Bodenfeuchte Sachsen: 32,2 Millimeter Regen in 7 Tagen — Trockenheit lässt nach

[Trockenheit]

Der Boden bis in eine Tiefe von 1,80 Meter zeigt in Sachsen ein gemischtes Bild. Die aktuelle Dürrekarte des Helmholtz-Zentrums für Umweltforschung belegt, dass etwa 60 Prozent der Landesfläche von rot gefärbten Bereichen geprägt sind, die schwere Dürre anzeigen. Etwa 35 Prozent sind orange eingefärbt und deuten auf moderate Dürre hin. Nur vereinzelte grüne und blaue Flecken im Osten zeigen normale bis feuchte Bodenverhältnisse. Im Westen und in der Mitte dominiert die Trockenheit deutlich.

Aktuelle Dürrekarte Sachsen (Quelle: Helmholtz-Zentrum für Umweltforschung)
Aktuelle Dürrekarte Sachsen (Quelle: Helmholtz-Zentrum für Umweltforschung)

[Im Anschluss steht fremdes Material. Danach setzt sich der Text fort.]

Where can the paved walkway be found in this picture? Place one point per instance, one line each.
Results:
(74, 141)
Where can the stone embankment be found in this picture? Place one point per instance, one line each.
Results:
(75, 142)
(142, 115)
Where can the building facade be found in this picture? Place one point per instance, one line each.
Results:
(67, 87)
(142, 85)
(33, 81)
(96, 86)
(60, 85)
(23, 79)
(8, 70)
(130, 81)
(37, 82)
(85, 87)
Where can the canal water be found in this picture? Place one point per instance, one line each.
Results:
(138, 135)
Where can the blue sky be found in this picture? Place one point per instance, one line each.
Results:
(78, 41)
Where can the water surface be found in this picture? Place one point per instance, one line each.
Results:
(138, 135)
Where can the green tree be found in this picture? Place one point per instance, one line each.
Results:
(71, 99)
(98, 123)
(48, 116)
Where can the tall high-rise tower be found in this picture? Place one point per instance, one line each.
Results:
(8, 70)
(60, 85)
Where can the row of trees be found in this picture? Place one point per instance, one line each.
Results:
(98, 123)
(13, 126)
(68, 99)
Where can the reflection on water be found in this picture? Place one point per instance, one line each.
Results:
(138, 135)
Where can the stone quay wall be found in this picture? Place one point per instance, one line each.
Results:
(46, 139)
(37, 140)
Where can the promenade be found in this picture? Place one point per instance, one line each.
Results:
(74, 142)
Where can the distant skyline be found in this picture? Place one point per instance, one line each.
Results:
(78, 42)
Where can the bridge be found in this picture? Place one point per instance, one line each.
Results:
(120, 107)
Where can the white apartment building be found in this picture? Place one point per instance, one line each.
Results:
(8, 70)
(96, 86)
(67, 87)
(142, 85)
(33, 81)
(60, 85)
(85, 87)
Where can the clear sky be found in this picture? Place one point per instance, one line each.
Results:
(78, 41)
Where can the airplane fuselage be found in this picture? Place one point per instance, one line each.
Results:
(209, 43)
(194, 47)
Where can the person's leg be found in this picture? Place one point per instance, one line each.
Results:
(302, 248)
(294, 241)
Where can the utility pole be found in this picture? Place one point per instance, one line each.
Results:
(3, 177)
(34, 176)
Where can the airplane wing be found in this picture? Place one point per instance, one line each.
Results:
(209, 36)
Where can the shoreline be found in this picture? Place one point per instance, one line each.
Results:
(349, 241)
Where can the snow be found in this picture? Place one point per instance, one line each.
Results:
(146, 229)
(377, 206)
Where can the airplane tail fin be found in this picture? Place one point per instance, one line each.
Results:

Südwesten und Erzgebirge am stärksten betroffen

Die dunkelsten Rotflächen konzentrieren sich im Südwesten Sachsens sowie im Bereich des Erzgebirges und des Vogtlandes. Hier herrscht schwere Dürre vor. Das Tiefland um Leipzig und die Region um Dresden zeigen hingegen überwiegend orange Färbung, was auf moderate Trockenheit hindeutet. Der äußerste Osten Sachsens zeigt Ansätze grünlicher Bereiche, deutet aber insgesamt auf eine Fortsetzung der trockenen Verhältnisse hin.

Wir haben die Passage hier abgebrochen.